The number of new faces has dropped drastically, a turn of events that has affected the school district's budget and could alter long-range construction plans.

Based on figures compiled by the state, the Pasco County School District grew by just 246 students this year, bringing enrollment in Pasco public schools to 65,921.

That comes after more than a decade of extraordinary growth. In some years, Pasco added more than 2,000 students, and in one year it grew by more than 3,000, making classroom space hard to come by.

Hallways and cafeterias grew crowded and hundreds of portable classrooms popped up on campuses.

The easing in the enrollment growth is proving both beneficial and detrimental to the district.

On the plus side, the pace of school construction in Pasco always lagged behind the growth, so the district now might be able to catch up, said Chris Williams, the district's planning director.

Most of the new schools planned for the next couple of years likely will still be built, but some further down the construction list could be postponed if the slow-growth trend continues, he said.

A downside for the district is that enrollment this year came in about 1,000 students below what was anticipated. That cost the district about $4.5 million in state funding, said Olga Swinson, the district's chief finance officer.

The state allocates money to school districts on a per-student basis. Budgets are planned in the summer before actual enrollment is known.

School districts also must submit projected enrollment numbers to the state months before they know how many students they will have. The state has a procedure for making the enrollment projection, but ultimately it is just an educated guess, Swinson said.

There is a slight discrepancy between the growth number the state Department of Education supplied The Tampa Tribune and the number the school district has. Williams said his data shows the district grew by 362 students, not 246.

Both sets of numbers agree that this year's enrollment is 65,921, but they disagree on last year's figure. Williams said that could be because the data the state gave the Tribune was based on a head count early in the 2007-08 school year. The enrollment dropped before the end of that year, he said.

Either number, though, puts this year's growth well below what has been typical for the past decade.

In 2005-06, for example, the district grew by 2,552 students. Even as recently as last year, the growth was 1,642 students.

"It will be interesting to see what it is next year, if it's flat or we go negative," Williams said.

The projection for 2009-10 is for 280 additional students, he said.

Pasco's enrollment slowdown comes at a time when most school districts in Florida are losing students. Out of the state's 67 school districts, 52 reported enrollment declines this year.

Hillsborough saw enrollment drop by 1,692 students. Hernando's enrollment declined by 154.

Pinellas, which has been in an enrollment nosedive for several years, lost 2,036 students and is planning to close a few schools.
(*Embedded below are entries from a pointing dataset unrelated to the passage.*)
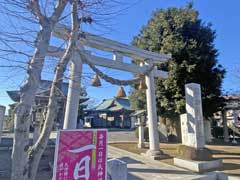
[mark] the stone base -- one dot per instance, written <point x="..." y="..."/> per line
<point x="155" y="155"/>
<point x="198" y="166"/>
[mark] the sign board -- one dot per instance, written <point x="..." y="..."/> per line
<point x="81" y="155"/>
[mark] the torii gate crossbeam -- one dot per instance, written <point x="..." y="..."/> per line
<point x="119" y="50"/>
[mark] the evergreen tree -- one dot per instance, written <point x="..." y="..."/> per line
<point x="179" y="31"/>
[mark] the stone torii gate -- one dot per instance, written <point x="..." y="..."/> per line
<point x="119" y="50"/>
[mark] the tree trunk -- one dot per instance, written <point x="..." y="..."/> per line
<point x="23" y="109"/>
<point x="38" y="149"/>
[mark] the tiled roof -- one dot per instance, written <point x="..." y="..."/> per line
<point x="114" y="104"/>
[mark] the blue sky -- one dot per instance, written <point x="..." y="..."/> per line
<point x="224" y="16"/>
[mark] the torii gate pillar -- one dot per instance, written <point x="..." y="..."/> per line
<point x="74" y="89"/>
<point x="154" y="149"/>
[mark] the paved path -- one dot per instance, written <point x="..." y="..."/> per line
<point x="141" y="168"/>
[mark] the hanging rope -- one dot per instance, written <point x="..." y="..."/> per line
<point x="113" y="80"/>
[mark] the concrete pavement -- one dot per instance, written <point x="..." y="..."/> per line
<point x="141" y="168"/>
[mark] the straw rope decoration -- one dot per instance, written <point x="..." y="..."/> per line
<point x="113" y="80"/>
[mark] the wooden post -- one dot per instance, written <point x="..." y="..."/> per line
<point x="154" y="149"/>
<point x="74" y="88"/>
<point x="225" y="126"/>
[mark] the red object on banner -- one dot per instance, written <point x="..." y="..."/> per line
<point x="81" y="155"/>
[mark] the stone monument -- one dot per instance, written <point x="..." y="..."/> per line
<point x="192" y="121"/>
<point x="192" y="154"/>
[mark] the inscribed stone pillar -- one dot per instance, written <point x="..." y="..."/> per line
<point x="207" y="131"/>
<point x="74" y="88"/>
<point x="184" y="128"/>
<point x="2" y="114"/>
<point x="154" y="149"/>
<point x="195" y="128"/>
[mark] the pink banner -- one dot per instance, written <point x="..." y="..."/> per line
<point x="81" y="155"/>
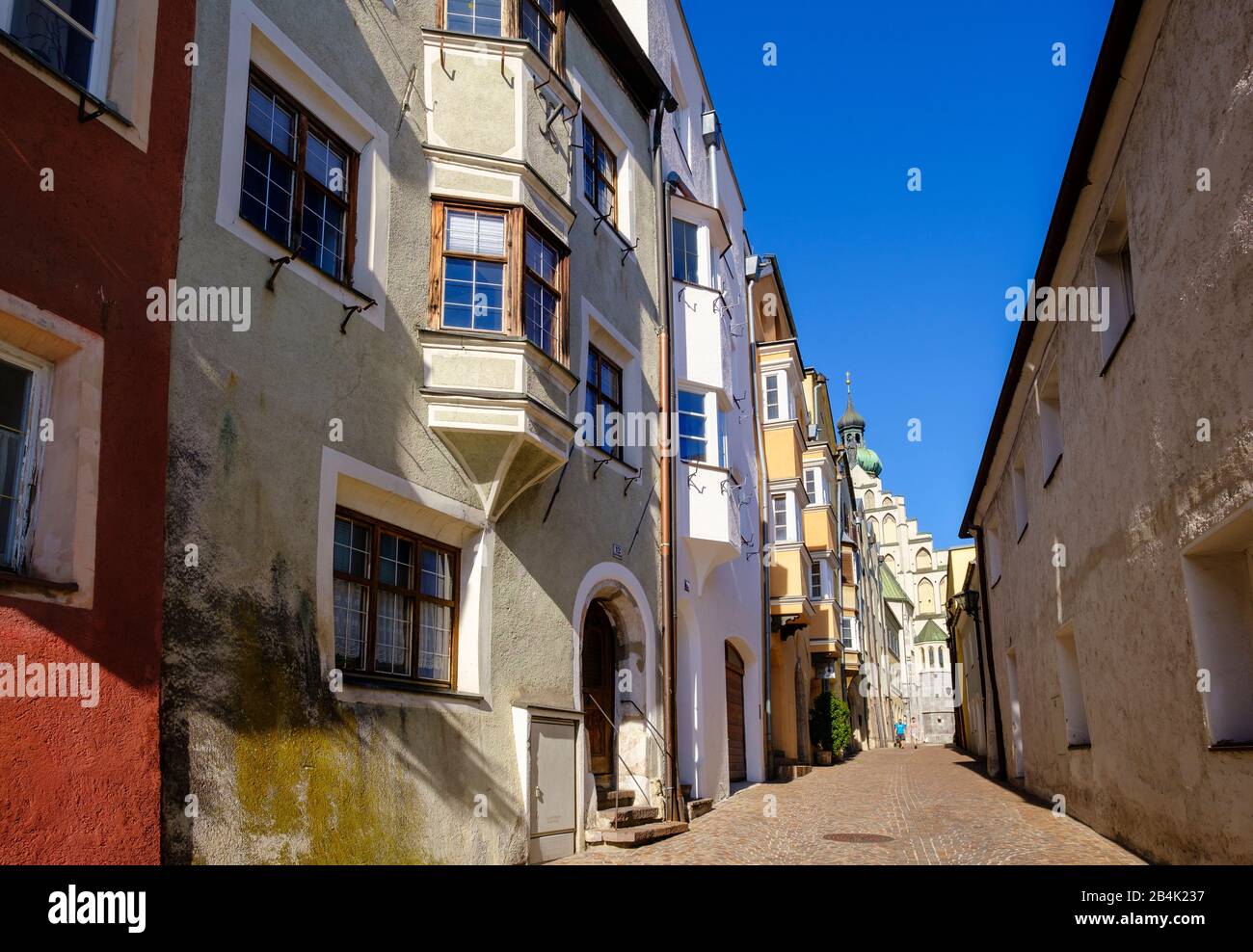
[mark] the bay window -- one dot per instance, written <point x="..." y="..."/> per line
<point x="395" y="602"/>
<point x="477" y="16"/>
<point x="693" y="427"/>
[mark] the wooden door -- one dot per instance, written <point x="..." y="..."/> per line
<point x="598" y="687"/>
<point x="737" y="760"/>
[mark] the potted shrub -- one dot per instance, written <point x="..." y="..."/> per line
<point x="830" y="727"/>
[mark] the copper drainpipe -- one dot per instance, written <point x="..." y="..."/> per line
<point x="669" y="608"/>
<point x="989" y="658"/>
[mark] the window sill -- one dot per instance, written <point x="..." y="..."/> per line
<point x="391" y="684"/>
<point x="623" y="468"/>
<point x="13" y="580"/>
<point x="86" y="96"/>
<point x="612" y="225"/>
<point x="296" y="259"/>
<point x="1053" y="471"/>
<point x="499" y="337"/>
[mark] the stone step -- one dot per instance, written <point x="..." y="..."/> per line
<point x="635" y="835"/>
<point x="698" y="808"/>
<point x="623" y="817"/>
<point x="609" y="800"/>
<point x="790" y="772"/>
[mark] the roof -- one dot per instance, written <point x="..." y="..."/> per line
<point x="851" y="416"/>
<point x="1101" y="94"/>
<point x="893" y="590"/>
<point x="609" y="33"/>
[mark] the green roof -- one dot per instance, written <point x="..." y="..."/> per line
<point x="893" y="590"/>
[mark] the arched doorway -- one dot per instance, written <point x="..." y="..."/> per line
<point x="737" y="755"/>
<point x="600" y="648"/>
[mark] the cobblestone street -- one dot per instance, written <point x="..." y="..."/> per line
<point x="934" y="805"/>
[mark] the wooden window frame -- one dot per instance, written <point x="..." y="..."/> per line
<point x="676" y="257"/>
<point x="512" y="26"/>
<point x="305" y="121"/>
<point x="374" y="585"/>
<point x="529" y="229"/>
<point x="593" y="145"/>
<point x="601" y="399"/>
<point x="775" y="518"/>
<point x="518" y="222"/>
<point x="556" y="21"/>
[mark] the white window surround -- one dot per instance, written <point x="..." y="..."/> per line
<point x="38" y="409"/>
<point x="594" y="112"/>
<point x="786" y="397"/>
<point x="61" y="540"/>
<point x="101" y="42"/>
<point x="1218" y="580"/>
<point x="126" y="82"/>
<point x="392" y="499"/>
<point x="254" y="39"/>
<point x="601" y="334"/>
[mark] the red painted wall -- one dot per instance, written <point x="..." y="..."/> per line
<point x="83" y="785"/>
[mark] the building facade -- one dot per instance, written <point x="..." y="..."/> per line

In contrast, Pasco is still building schools.

Two schools - Watergrass Elementary in Wesley Chapel and Anclote High in Holiday - are set to open in August. Upcoming construction plans also call for an elementary school in the Connerton development in Land O' Lakes, an elementary school in Odessa and a high school off State Road 52 in the Hudson area.

The district may need to revisit school construction plans beyond those, though, including possibly postponing a middle school envisioned for Old Pasco Road in the eastern part of the county, Williams said.
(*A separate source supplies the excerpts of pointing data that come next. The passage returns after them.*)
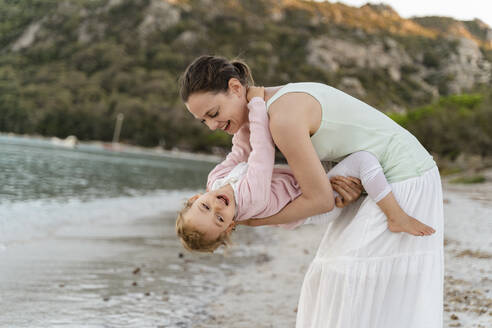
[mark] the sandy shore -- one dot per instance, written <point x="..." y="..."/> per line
<point x="135" y="274"/>
<point x="266" y="295"/>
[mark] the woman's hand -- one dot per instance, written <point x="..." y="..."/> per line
<point x="248" y="222"/>
<point x="349" y="188"/>
<point x="255" y="92"/>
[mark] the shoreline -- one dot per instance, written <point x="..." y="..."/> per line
<point x="134" y="273"/>
<point x="123" y="148"/>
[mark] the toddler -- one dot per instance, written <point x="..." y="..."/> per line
<point x="247" y="185"/>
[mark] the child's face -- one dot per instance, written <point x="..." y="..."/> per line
<point x="213" y="212"/>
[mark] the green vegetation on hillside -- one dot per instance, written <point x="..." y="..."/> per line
<point x="89" y="60"/>
<point x="453" y="125"/>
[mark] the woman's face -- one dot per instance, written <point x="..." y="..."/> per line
<point x="226" y="111"/>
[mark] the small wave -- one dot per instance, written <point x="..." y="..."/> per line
<point x="21" y="221"/>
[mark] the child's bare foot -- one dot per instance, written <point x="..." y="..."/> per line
<point x="410" y="225"/>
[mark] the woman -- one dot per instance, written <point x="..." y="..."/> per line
<point x="362" y="275"/>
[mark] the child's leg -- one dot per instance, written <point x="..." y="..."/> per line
<point x="366" y="167"/>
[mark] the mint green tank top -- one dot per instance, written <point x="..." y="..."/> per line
<point x="349" y="125"/>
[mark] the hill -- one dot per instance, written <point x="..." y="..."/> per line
<point x="69" y="67"/>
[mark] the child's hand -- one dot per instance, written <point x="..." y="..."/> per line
<point x="255" y="92"/>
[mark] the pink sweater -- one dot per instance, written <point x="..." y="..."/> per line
<point x="264" y="190"/>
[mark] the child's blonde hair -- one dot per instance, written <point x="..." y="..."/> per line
<point x="194" y="240"/>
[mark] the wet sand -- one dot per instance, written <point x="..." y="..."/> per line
<point x="135" y="273"/>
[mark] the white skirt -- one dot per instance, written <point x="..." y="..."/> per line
<point x="366" y="276"/>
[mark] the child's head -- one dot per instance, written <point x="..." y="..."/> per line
<point x="207" y="220"/>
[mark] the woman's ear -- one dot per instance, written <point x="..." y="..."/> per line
<point x="236" y="87"/>
<point x="192" y="199"/>
<point x="231" y="227"/>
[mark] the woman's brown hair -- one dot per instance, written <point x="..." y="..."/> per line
<point x="212" y="74"/>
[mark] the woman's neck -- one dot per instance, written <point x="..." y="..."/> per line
<point x="270" y="91"/>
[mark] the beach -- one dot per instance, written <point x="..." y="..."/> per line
<point x="134" y="273"/>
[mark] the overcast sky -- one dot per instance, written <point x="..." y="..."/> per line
<point x="462" y="10"/>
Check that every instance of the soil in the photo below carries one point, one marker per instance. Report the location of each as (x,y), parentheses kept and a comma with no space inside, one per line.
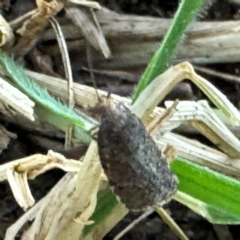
(194,226)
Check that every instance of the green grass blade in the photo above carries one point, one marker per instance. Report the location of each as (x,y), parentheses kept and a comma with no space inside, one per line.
(219,194)
(185,14)
(43,99)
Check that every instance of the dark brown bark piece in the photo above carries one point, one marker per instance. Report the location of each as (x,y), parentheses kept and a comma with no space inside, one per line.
(132,161)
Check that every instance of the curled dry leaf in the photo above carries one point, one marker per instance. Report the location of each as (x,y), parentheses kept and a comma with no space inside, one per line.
(16,99)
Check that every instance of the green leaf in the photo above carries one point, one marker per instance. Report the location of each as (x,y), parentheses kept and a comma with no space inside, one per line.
(185,14)
(50,108)
(219,194)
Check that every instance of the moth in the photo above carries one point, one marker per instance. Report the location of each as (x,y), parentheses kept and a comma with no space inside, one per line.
(132,161)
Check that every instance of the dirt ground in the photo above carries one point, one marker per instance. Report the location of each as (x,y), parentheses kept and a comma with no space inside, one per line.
(152,227)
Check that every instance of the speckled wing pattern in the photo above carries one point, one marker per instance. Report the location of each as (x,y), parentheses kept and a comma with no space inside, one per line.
(132,161)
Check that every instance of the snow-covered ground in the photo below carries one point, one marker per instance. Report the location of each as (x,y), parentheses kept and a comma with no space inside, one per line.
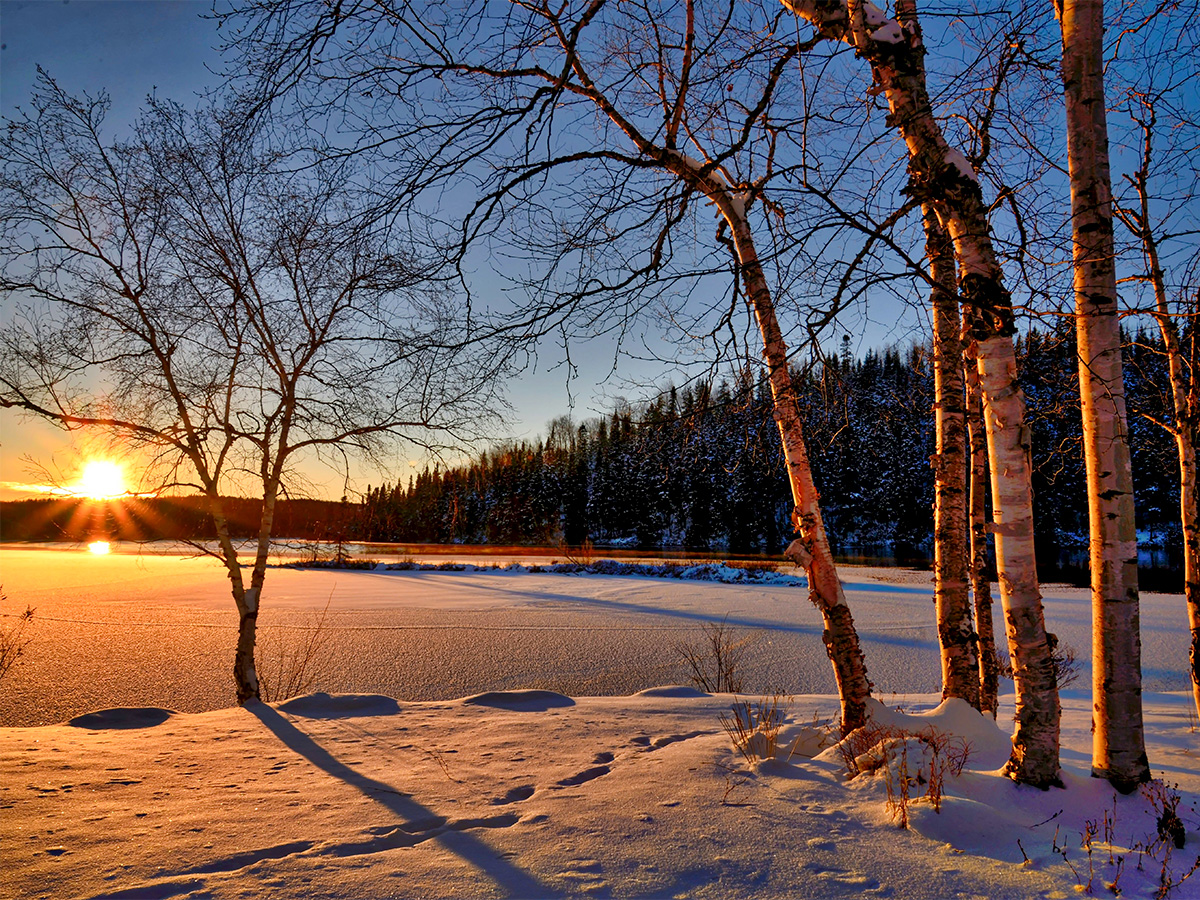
(501,772)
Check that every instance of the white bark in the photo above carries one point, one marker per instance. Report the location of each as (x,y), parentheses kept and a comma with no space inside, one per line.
(955,631)
(937,175)
(1119,750)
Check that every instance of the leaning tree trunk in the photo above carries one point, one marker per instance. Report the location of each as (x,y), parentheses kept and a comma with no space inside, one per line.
(955,629)
(245,675)
(942,177)
(1185,405)
(1119,748)
(811,547)
(981,582)
(1186,431)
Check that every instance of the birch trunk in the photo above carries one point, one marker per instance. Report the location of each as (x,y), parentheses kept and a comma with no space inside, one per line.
(245,675)
(955,631)
(941,175)
(811,546)
(1185,399)
(981,583)
(1119,749)
(1186,406)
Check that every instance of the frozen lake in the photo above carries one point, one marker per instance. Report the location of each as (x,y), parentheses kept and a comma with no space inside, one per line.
(141,629)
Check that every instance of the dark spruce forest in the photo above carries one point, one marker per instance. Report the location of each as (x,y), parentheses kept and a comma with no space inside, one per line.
(700,468)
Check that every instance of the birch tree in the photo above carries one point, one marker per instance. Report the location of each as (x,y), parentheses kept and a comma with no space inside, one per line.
(941,175)
(651,113)
(955,625)
(1158,208)
(1119,749)
(221,312)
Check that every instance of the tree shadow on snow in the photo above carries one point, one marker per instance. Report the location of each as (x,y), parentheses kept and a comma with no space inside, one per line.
(419,822)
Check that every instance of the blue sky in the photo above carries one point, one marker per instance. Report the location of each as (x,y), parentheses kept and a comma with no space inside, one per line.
(131,48)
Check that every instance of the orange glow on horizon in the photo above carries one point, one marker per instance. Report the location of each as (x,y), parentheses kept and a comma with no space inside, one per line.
(101,480)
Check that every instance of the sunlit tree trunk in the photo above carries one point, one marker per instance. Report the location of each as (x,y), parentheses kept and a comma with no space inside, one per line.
(1186,429)
(955,629)
(811,547)
(942,177)
(1119,749)
(981,582)
(1182,373)
(245,675)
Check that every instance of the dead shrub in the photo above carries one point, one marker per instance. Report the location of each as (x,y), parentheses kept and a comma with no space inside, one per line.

That could mean some still-crowded schools won't get relief as quickly as the district would like, he said. Long Middle School in Wesley Chapel, for example, is about 400 students over capacity.

That's more than enough to cause crowding problems, but not enough to warrant construction of a new middle school, which likely would have a capacity of about 1,300.

"It's kind of an interesting time," Williams said. "You don't want to overbuild. You could end up like Pinellas and in a few years be closing schools."

He doesn't anticipate that happening, though. More likely, he said, is that the housing market eventually will pick back up and Pasco's school enrollment will, too.

"I think we are going to be in a good position that when it does come back we'll be poised to manage it and handle it," Williams said.